This grant provides funding for basic studies into fundamental techniques for enabling a generalized microchip assembly process. The research strategy is to learn from industrial xerography printing, which electrostatically assembles ~108 charge toner particles on a sheet of paper in <1 sec for under 1 cent/page. Viewed as an assembly technology, xerography is a million times faster than state of the art robotic pick and place. This work will explore, through modeling and experimentation, how best to place charge on generic microchips and then use dynamic electric fields to orient and transport the chips into position.
If successful, the results of this research could guide the future design of a generalized manufacturing tool for bridging the gap between optimized nanoscale devices and meso/macroscopic systems. The long term vision is to enable a "printer" where the "ink" is high performance prefabricated active devices and the "paper image output" is a large area functional system, not possible with existing manufacturing techniques. Ink examples include nanotube/nanowire based sensors, other functional devices with nano composition, low noise amplifiers, light sources, high speed circuit chips with submicron features or ceramic blocks. Functional system examples include nano based sensor arrays, high performance flexible electronics, phased arrays (metamaterials), new thermoelectric composites, or smart paper.

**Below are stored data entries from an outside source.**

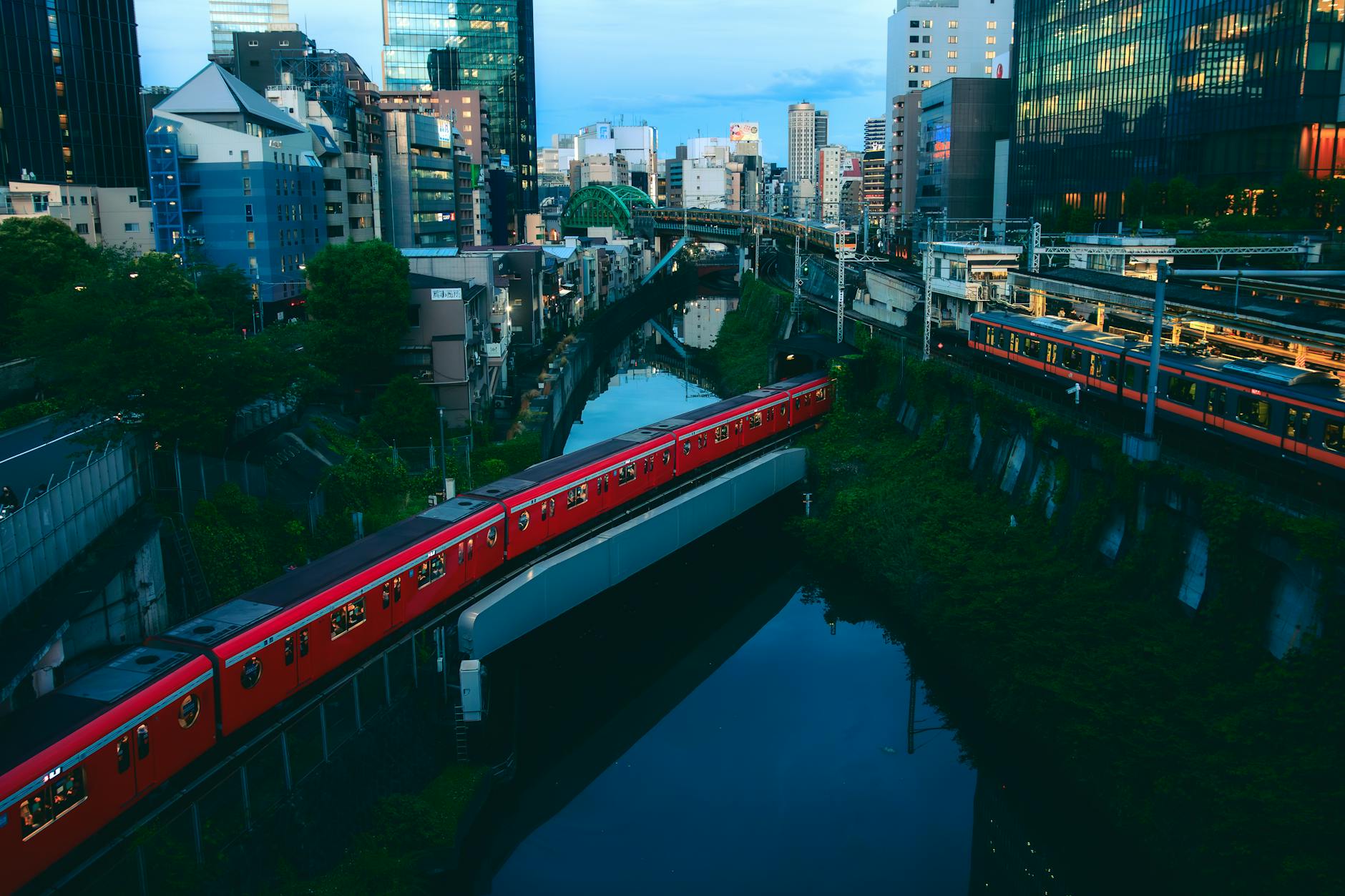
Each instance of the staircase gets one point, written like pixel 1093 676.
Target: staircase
pixel 198 592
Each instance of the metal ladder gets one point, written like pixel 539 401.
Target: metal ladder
pixel 200 591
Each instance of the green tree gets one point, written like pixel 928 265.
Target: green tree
pixel 405 413
pixel 136 337
pixel 358 296
pixel 225 290
pixel 36 256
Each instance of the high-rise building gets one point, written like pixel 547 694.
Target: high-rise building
pixel 904 157
pixel 1212 92
pixel 874 132
pixel 821 128
pixel 961 120
pixel 443 45
pixel 230 16
pixel 802 152
pixel 930 41
pixel 235 181
pixel 70 93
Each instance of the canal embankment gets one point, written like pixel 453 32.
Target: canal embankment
pixel 1155 646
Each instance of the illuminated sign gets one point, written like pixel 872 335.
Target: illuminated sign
pixel 744 131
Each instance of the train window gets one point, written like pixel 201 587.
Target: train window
pixel 1181 390
pixel 190 709
pixel 250 673
pixel 53 801
pixel 1254 412
pixel 1297 424
pixel 1102 368
pixel 356 612
pixel 1334 438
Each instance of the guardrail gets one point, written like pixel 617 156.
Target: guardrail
pixel 46 533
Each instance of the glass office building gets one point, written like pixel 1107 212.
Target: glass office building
pixel 1219 90
pixel 440 45
pixel 70 93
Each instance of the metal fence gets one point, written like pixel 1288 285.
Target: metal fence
pixel 46 533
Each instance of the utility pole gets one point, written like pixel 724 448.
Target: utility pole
pixel 929 276
pixel 798 283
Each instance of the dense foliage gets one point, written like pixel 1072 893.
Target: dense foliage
pixel 739 357
pixel 1223 762
pixel 358 295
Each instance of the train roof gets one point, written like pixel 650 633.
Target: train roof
pixel 44 723
pixel 220 624
pixel 1242 370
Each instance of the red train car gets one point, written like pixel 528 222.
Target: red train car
pixel 74 759
pixel 276 639
pixel 79 757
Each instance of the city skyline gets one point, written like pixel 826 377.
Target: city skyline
pixel 728 79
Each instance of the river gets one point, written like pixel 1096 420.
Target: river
pixel 712 727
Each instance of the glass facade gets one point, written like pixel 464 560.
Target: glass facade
pixel 439 45
pixel 1238 90
pixel 70 92
pixel 230 16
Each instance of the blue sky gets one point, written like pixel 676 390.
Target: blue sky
pixel 686 67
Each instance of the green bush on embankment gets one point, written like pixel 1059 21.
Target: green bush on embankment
pixel 1223 762
pixel 739 357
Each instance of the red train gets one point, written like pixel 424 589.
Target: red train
pixel 1273 408
pixel 79 757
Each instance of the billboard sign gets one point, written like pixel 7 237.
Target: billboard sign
pixel 744 131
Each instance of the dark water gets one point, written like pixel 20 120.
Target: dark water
pixel 712 727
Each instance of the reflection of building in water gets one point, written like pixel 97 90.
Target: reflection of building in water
pixel 701 320
pixel 1004 856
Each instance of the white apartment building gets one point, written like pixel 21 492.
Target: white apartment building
pixel 930 41
pixel 802 143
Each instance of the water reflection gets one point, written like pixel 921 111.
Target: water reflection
pixel 784 772
pixel 634 397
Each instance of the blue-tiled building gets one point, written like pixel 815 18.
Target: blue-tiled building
pixel 235 181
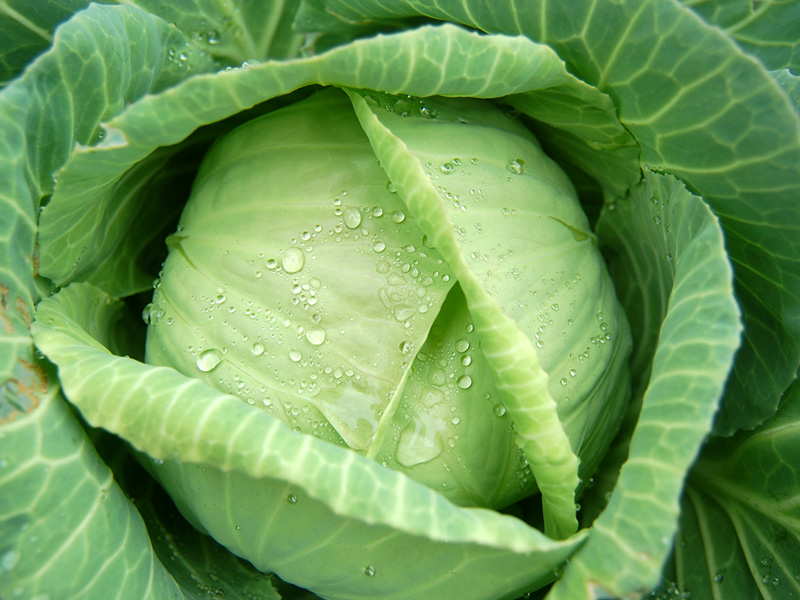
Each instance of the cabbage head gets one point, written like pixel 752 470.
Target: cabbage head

This grant enabled a study on ways to move micro objects with electric fields, laying the foundation for a new way to make electronic systems with printing. We leveraged xerographic printing concepts (similar to laser printers) to develop a process to make computer chips act like toner (charged particles) and assemble the chips (like printing an image). A semiconductor process was developed using thin film technology to convert wafers of silicon chips into small chips. Each chip has a charge pattern on the chip. The computer chips are immersed in a fluid like ink (see image). A system was built to enable a computer to control the electric field pattern on a surface, varying the field in time and space. The dynamic electric fields are programmed to orient and assemble the chips. Random, decaying and pattern matched fields are used. Experimental tests were peformed to determine optimal field patterns for moving the chips to precise locations. In the future, we hope to use this approach to study the fundamentals of mesoscale assembly. When combined with chip transfer and wiring, the approach enables computer circuits to be fabricated. Different kinds of cihps ("ink") could be printed, potentially enabling thousands to millions of chips to be assembled in parallel. Eventually this concept can be developed into a new printer tehnology for making new kinds of complex electronics systems, such as new medical imaging, antenna, sensor and display systems.